One of the major developments we've been watching for since there was overwhelming evidence of excessive optimism is weakening internals.
That can take any number of forms, and for the most part, we haven't really seen it until very recently.
One of the clearest ways to look for this is the net percentage of securities on the NYSE that reach 52-week highs versus 52-week lows. After the surge in new highs in early March, there was a minor divergence as those figures weakened even as the S&P 500 made a new high, but it wasn't major.
More concerning is that by Tuesday, there were more 52-week lows than 52-week highs. We don't care that it was caused by a fall in SPACs or any other excuse - there's always something.
The reason we shouldn't expect a protracted divergence this time is simply how far stocks have traveled. Across all the major equity indexes, and throwing in over-the-counter stocks just because they have seen such a tremendous surge of interest, the median stock is up more than 100% from its lows.
What else we're looking at
- Looking at other peaks in recent years, compared to behavior in the NYSE New High / New Low indicator
- Charts of the median stock gain in the S&P 500, Dow Industrials, Nasdaq 100, Russell 2000, and OTC market
- Comparing 1-year returns across sectors and factors versus a typical 1-year anniversary from a bear market low
- Looking at gold and its 4-year cycle
- What happens when there is a surge in equity inflows relative to stock market capitalization
- An update on our Relative Range Rank for risk-on index ratios
Emerging markets indexes fell into a correction, 10% below their highs, for the first time since hitting new highs in February. This is the 16th time they've done so since 1987.
Harvesting gains. Investors in corn futures have been plenty hopeful, driving a 50-day moving average of the Optimism Index close to record highs. That's now starting to turn.

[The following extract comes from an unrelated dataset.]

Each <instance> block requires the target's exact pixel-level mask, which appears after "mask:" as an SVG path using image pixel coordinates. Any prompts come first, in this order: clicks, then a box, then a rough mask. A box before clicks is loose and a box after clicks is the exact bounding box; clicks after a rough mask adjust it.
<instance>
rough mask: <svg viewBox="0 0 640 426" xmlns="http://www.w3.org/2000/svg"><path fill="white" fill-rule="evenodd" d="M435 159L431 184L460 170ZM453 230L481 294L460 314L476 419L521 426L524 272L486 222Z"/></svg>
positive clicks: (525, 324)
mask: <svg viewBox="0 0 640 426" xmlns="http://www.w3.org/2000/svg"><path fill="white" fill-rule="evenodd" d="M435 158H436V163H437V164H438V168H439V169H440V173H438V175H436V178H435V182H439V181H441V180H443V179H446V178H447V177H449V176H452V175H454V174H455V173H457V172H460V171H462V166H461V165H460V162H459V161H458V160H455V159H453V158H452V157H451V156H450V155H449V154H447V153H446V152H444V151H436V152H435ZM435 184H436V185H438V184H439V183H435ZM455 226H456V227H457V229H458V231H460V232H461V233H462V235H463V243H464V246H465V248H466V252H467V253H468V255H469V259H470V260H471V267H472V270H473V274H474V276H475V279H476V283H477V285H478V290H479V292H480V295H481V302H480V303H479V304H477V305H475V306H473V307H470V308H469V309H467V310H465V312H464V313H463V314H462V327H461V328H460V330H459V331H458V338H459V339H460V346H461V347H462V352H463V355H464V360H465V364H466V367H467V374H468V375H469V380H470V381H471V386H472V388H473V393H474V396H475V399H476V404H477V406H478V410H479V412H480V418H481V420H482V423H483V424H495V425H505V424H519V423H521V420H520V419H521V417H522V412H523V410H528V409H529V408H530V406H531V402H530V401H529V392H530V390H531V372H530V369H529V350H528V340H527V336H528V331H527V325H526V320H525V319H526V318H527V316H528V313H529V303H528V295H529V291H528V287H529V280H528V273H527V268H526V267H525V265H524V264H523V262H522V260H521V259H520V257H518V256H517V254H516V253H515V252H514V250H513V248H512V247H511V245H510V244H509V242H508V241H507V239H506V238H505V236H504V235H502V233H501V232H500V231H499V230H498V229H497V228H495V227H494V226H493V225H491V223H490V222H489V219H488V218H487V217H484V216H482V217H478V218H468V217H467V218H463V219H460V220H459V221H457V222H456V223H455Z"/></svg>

Not feeling good about the buyers, though. Much of the enthusiasm for grains comes from exports overseas to markets like China. Traders in the FXI fund, though, haven't been too keen about stocks in that market, with the 20-day Optimism Index dropping to one of the lowest levels in 5 years.
Small-cap smackdown. The carnage in small-cap stocks has pushed so many of them below their 10-day averages that fewer than 5.5% of components in the Russell 2000 remain above those short-term averages, the fewest of this bull market.